“I’m always trying something new,” says Cape Cod artist Jenny Fragosa. “I don’t just do one thing. I never want things to look the same.” Fragosa applies this same experimentation to her life path—an unconventional one that started in a creative household. Her father is a self-taught, renowned airbrush and pinstriper, making his living and his art by painting on motorcycles, cars, and boats among other everyday canvases. “Growing up, it was whatever’s around, use it as art. Make something of it and use your imagination. Here’s a stick—make a toy,” she remembers.
Entirely self-taught, Fragosa skipped college. Unlike a lot of American kids who haven’t seen much of the world, Fragosa spent the time after high school traveling all over the world—a few months in Costa Rica, a few in Nicaragua, then on to Ireland, Scotland, France, and Italy.
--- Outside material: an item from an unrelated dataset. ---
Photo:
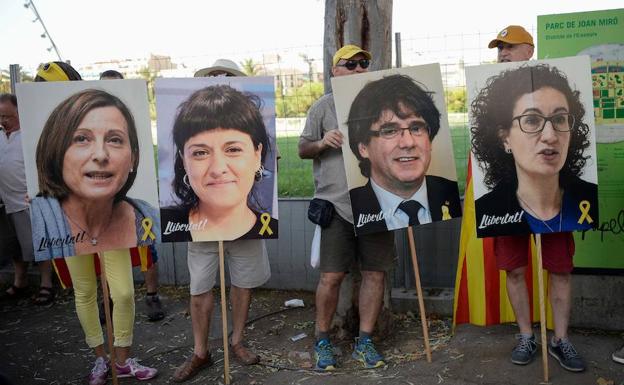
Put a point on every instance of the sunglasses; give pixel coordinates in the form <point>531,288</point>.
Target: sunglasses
<point>351,64</point>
Her travels led her to Cape Cod, where she has lived with her husband, since 2000.
Always the observer, Fragosa loves watching people and life unfold. Like a sponge, she absorbs and internalizes her experiences; she says she puts them in a “bucket in her head,” which she empties into her work. “For two to three weeks, I don’t process things, emotions, and eventually the bucket is full, and I have to process,” she explains. “I do use those feelings in my work. They all come out on the paper.”
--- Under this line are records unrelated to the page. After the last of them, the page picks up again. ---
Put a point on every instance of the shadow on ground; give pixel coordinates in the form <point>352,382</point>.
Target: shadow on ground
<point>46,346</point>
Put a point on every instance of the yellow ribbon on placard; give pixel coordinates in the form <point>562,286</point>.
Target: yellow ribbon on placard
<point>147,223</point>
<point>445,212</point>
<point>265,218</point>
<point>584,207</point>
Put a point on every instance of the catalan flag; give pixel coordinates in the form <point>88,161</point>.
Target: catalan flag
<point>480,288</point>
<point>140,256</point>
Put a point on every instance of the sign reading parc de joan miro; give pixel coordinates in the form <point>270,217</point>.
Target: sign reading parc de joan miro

Fragosa’s sense of mark making, composition, and color are impressive given her lack of formal artistic training. Her visual language is distinctly her own, yet she has paid attention to the art world around her. Her pieces can comfortably converse with the likes of Betty Carroll Fuller or Vicky Tomayko, the latter of whom Fragosa describes as one of her heroes. Fragosa is first and foremost an installation artist. “I always picture the work up in space first,” she says.
The transforming medium of printmaking is one of her favorites. Working big and fast, her process is an intuitive one. She works in layers—of material and of visual language. “I just start,” she explains. “A blank canvas in front of your face is daunting, so I just like marking it up. It’s taming, fixing, layering, covering.” There is a lot of editing. Movement floats from one mark to the next in a swarming circle. Scrawling illustrations appear floating on muted, colored grounds. Never over-thought, her prints have the brilliance of childhood imaginings. It’s a humble proposition—just a play of mark, color, gesture, and texture on a page. Fragosa demonstrates a confident lack of self-awareness in the work, perhaps an advantage of never experiencing the doubt-inspiring critiques often found in formal art school. She is fearless in her image making. “I use anything I can get my hands on,” she says.
Fragosa is a partner in Cutrona Studios, a studio/gallery space in Mashpee Commons that she shares with local photographer Dan Cutrona. The gallery is a new challenge for an artist restlessly pushing herself to achieve more.